The gradient, $\boldsymbol{\nabla}\boldsymbol{T}$, of a tensor field $\boldsymbol{T}(\mathbf{x})$ in the direction of an arbitrary constant vector c is defined as:

$\boldsymbol{\nabla}\boldsymbol{T}\cdot\mathbf{c} = \left.\cfrac{d}{d\alpha}~\boldsymbol{T}(\mathbf{x}+\alpha\mathbf{c})\right|_{\alpha=0}$

The gradient of a tensor field of order n is a tensor field of order n+1.

### Cartesian coordinates

Note: the Einstein summation convention of summing on repeated indices is used below.

If $\mathbf{e}_1,\mathbf{e}_2,\mathbf{e}_3$ are the basis vectors in a Cartesian coordinate system, with coordinates of points denoted by ($x_1, x_2, x_3$), then the gradient of the tensor field $\boldsymbol{T}$ is given by

$\boldsymbol{\nabla}\boldsymbol{T} = \cfrac{\partial{\boldsymbol{T}}}{\partial x_i}\otimes\mathbf{e}_i$

Since the basis vectors do not vary in a Cartesian coordinate system we have the following relations for the gradients of a scalar field $\phi$, a vector field v, and a second-order tensor field $\boldsymbol{S}$.

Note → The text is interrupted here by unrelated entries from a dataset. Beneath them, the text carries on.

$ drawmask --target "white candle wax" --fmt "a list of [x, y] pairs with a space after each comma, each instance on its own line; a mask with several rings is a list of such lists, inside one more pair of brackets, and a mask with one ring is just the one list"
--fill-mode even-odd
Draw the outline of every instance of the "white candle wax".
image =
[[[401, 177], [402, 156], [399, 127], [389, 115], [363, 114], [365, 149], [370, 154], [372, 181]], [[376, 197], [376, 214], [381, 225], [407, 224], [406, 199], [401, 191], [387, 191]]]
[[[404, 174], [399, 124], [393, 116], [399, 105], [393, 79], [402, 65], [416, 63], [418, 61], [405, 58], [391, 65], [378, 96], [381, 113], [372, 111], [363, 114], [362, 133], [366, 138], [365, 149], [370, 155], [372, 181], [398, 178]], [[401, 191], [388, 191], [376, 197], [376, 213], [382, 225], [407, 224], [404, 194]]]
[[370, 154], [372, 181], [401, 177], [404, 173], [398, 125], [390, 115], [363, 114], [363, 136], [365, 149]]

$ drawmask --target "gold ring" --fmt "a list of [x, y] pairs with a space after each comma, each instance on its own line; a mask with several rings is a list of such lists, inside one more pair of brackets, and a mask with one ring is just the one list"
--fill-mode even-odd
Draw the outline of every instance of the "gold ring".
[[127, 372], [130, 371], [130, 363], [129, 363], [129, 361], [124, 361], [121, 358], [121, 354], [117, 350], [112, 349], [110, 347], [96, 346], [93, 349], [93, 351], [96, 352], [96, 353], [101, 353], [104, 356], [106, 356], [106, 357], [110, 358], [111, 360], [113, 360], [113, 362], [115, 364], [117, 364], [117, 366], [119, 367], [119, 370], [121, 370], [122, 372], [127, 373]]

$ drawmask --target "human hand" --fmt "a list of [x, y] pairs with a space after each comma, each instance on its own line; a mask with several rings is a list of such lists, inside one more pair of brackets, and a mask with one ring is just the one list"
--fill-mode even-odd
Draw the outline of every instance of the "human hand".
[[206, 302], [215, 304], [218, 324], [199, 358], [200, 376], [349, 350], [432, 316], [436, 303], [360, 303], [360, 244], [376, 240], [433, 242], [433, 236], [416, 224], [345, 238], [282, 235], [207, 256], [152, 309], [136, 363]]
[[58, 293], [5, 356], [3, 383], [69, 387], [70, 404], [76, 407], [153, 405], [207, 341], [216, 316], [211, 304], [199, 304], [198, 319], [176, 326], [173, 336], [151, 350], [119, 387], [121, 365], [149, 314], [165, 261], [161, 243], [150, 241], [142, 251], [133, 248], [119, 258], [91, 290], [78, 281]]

\begin{align} \boldsymbol{\nabla}\phi & = \cfrac{\partial\phi}{\partial x_i}~\mathbf{e}_i \\ \boldsymbol{\nabla}\mathbf{v} & = \cfrac{\partial (v_j \mathbf{e}_j)}{\partial x_i}\otimes\mathbf{e}_i = \cfrac{\partial v_j}{\partial x_i}~\mathbf{e}_j\otimes\mathbf{e}_i\\ \boldsymbol{\nabla}\boldsymbol{S} & = \cfrac{\partial (S_{jk} \mathbf{e}_j\otimes\mathbf{e}_k)}{\partial x_i}\otimes\mathbf{e}_i = \cfrac{\partial S_{jk}}{\partial x_i}~\mathbf{e}_j\otimes\mathbf{e}_k\otimes\mathbf{e}_i \end{align}

### Curvilinear coordinates

Note: the Einstein summation convention of summing on repeated indices is used below.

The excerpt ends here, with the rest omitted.